Suor Beatrice, poi, ci ha detto quante persone vivono attualmente nella Repubblica Democratica de Congo (più o meno 90 milioni) e ci ha parlato di alcuni degli Stati confinanti, come il Burundi, l’Uganda, il Ruanda e il Congo e del fatto che alcuni di essi gli dichiarano spesso guerra, perché vogliono conquistare le molte ricchezze minerarie che possiede. Ora tutti voi penserete che per questo sia uno Stato benestante…e invece no, perché tutte queste risorse vengono sottratte e spesso vendute (dai politici, non dai cittadini!) agli altri Stati. Quindi purtroppo questo Paese è molto povero e vive condizioni di vita spesso molto difficili!
Un esempio di questa estrema povertà ce l’ha mostrato Suor Beatrice, quando ci ha spiegato che le donne incinte devono pagare per partorire e per ricevere cure in ospedale, quindi se non lo fanno subito, dovranno rimanere lì, come prigioniere, finché non avranno terminato il pagamento; questo ci ha lasciati davvero perplessi, commossi, tristi ed anche arrabbiati! Per fortuna, le Suore della nostra Scuola aiutano anche le neo mamme ad uscire dall’ospedale, dopo aver dato alla luce il loro bambino. Un altro esempio che ci ha stupiti riguarda il pagamento della luce e della corrente nelle case: se entrambe le cose mancano, per scarsa manutenzione o altri motivi, i proprietari delle abitazioni devono comunque pagare la bolletta, anche se la luce e la corrente non ci sono! I politici, come avete potuto notare, non intervengono mai per aiutare il loro popolo e sembrano pensare solamente a loro stessi.
Quando poi ci è stato raccontato che i bambini, per pagarsi la scuola, vanno a lavorare nelle miniere, noi tutti abbiamo capito quanto siamo fortunati a ricevere un’istruzione e ad aver potuto vivere un’infanzia felice e spensierata.
Nonostante il Congo sia un paese povero, gli abitanti hanno una grande forza d’animo e sono sempre speranzosi e allegri, infatti possiedono molte tradizioni e canti. Uno di quest’ultimi è “Moyo na mono kembila nzambe”, una preghiera cantata in una delle loro quattro lingue ufficiali. Dopo la presentazione di Suor Beatrice, Suor Adrienne ci ha invitati a cantare e ballare questa preghiera con lei, aiutati anche dagli strumenti musicali tipici, come il bongo. Questo momento è stato particolarmente emozionante perché, anche se fisicamente ci trovavamo in Italia, la sensazione era quella di essere immersi nel mondo congolese.

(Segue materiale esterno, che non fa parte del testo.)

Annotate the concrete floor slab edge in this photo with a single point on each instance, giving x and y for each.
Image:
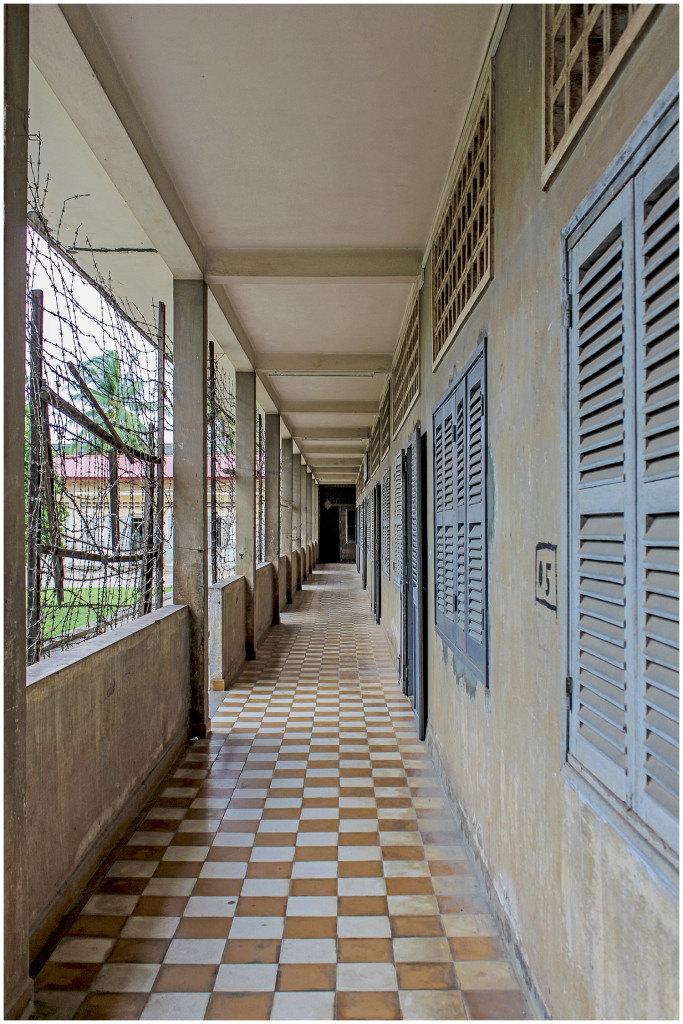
(74, 890)
(515, 950)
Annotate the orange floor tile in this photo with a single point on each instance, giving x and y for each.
(301, 863)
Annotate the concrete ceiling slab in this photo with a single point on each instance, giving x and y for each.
(302, 125)
(353, 316)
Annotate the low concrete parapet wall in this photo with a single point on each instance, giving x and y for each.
(227, 600)
(104, 721)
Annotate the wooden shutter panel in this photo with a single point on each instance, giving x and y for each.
(398, 521)
(460, 517)
(444, 530)
(449, 515)
(438, 515)
(475, 535)
(602, 494)
(416, 580)
(656, 224)
(386, 521)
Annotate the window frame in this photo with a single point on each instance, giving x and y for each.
(648, 134)
(551, 165)
(480, 672)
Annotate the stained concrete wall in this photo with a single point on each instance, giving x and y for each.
(103, 721)
(591, 906)
(262, 601)
(227, 630)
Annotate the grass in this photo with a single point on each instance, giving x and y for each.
(80, 607)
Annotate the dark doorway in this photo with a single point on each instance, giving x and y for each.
(337, 518)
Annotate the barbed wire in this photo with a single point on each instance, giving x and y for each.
(97, 410)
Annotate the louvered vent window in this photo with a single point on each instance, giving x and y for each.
(406, 374)
(398, 520)
(460, 515)
(624, 488)
(462, 249)
(386, 524)
(584, 45)
(375, 446)
(385, 421)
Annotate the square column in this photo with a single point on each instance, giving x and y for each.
(309, 514)
(304, 535)
(296, 517)
(286, 520)
(245, 505)
(272, 506)
(17, 984)
(190, 541)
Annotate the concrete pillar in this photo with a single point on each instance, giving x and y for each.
(316, 512)
(17, 984)
(296, 515)
(190, 542)
(304, 535)
(245, 506)
(286, 522)
(309, 514)
(272, 505)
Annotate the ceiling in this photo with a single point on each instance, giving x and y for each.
(292, 155)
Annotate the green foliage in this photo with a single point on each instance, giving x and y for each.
(119, 399)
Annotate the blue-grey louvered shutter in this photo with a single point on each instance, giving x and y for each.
(475, 535)
(438, 515)
(398, 520)
(656, 257)
(386, 523)
(444, 574)
(460, 515)
(602, 496)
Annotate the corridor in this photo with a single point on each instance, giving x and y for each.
(301, 863)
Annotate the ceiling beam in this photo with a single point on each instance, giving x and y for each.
(365, 408)
(333, 433)
(390, 264)
(321, 448)
(318, 363)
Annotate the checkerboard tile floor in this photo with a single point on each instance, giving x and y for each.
(300, 863)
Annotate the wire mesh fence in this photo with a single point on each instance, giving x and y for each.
(98, 480)
(221, 424)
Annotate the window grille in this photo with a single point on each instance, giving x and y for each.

Un’altra tradizione popolare è quella che vuole che, durante le occasioni speciali, le donne, le ragazze e le bambine indossino abiti o completi cuciti ognuno secondo il proprio stile, con varie fantasie e colori sgargianti. Il nome di questo vestito è “Maputa” e in francese (la lingua che viene insegnata nelle scuole del Congo) si chiama “Le pagne”. Le Maputa possono anche essere indossate dagli uomini, ma sono più indicate per le donne.
Per concludere questa giornata anche noi abbiamo indossato questi abiti tradizionali e abbiamo provato a portare un secchio di acqua sulla testa, come fanno le donne congolesi per portare l’acqua nelle loro case; pensate che il tragitto dal pozzo alla casa può essere anche più di 1 km!
Questa esperienza, bellissima, ma allo stesso tempo triste se si pensava a tutte le complicazioni che ci sono in Congo, ha arricchito la nostra cultura e noi abbiamo scoperto una parte del mondo che proprio non conoscevamo!